Chapter 36
Eliphaz is still talking. I'm only able to bear it because I'm on my second glass of (non-Canaanite) wine, so god only knows how Job & co. are able to stand him. In the mode of many a 19 year-old under the influence of pot, he assures us he's very learned and honest. Then he telles us god is mighty, but also a generally agreeable sort and very smart but who nevertheless kills the wicked and rewards the poor by making them kings. Maybe it's the wine, but I laugh so hard at that last bit that I fall off my chair, which is hard because it's very cushy.
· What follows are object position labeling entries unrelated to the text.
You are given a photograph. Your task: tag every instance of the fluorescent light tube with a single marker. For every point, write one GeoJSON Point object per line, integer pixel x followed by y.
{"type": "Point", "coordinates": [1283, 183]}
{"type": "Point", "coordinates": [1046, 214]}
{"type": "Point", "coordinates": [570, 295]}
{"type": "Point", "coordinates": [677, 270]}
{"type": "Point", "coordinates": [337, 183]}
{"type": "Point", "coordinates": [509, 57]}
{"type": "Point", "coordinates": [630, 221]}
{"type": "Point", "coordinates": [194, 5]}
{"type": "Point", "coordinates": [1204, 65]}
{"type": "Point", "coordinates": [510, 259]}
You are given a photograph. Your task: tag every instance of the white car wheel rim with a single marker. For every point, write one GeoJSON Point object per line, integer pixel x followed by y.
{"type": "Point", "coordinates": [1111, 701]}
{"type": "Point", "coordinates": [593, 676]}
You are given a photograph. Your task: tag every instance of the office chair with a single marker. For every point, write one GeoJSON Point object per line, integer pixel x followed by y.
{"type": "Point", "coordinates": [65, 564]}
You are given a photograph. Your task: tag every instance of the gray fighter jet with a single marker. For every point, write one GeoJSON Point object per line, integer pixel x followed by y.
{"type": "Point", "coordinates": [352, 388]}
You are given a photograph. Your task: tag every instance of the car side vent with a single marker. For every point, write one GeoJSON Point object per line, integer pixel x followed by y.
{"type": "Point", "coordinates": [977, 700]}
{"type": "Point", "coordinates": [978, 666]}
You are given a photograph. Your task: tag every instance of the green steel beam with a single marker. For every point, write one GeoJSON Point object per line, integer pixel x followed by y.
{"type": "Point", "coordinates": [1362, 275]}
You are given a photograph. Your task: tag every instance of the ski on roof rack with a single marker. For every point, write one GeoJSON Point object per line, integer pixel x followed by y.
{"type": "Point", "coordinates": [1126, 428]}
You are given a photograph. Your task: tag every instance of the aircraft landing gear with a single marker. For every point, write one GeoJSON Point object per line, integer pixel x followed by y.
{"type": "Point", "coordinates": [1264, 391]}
He also informs us that if the righteous are ever in chains, god tells them why and corrects their behaviour. Godless people, however, refuse to ask god for help and die among the unclean (v. 14), which the New International Version informs us means male temple prostitues. But this is all god's plan: he gets your attention by punishing you. Apparently the proverb, 'You'll catch more flies with honey than you will with vinegar' hadn't quite caught on yet. Elihu assures Job that god is acting with the best of intentions and will restore him in the end and warns him not to be coerced into sinning. He reminds us again that god is powerful and therefore can't be told what to do or that he has done wrong. As my commenter pointed out yesterday, that's awfully reminiscent of Saddam Hussein or, for that matter, George W. Bush. Instead, we have to praise him because he gives us rain and lightening, which bring us food and which, since we can't understand them, must be divine. Something tells me god wouldn't have liked Wikileaks. Or science.
Chapter 37
Elihu trembles even to say all this. Don't worry, Elihu, it's the DTs. Just have another drink and you'll be fine. He insists again that god manifests himself in thunder and lightening, which, oddly, I did think were caused by angels bowling and flashing the lights on and off when they got a strike as a kid. We are also informed that god controls all the weather, including snow, rain, hurricanes, ice and polar caps which are further proof of his power. Or, you know, latitude. We are informed that all meteorology is a result of god's love or hatred of us, which only makes sense if your micro-climate is so small you have different weather to your neighbours, which I can assure you, as an apartment dweller, is well-nigh impossible. He stops for a second to ask if Job realises all this, but of course doesn't let him answer. No, instead he goes on about god making it so hot we sweat in our clothes when the wind stops and asks him if he has that power. No, but I believe it's called 'summer,' Elihu. He asks us what we should say to god, whether god should be told when someone wants to speak to him (wouldn't an omniscient being know?), and whether anyone is even capable of speaking to god. According to Elihu, the answer is no, because you can't look at the sun. But I thought god appeared as rain? Oh, well, it doesn't make any sense. Anyway, his point is we should love god because he brings weather. Or something.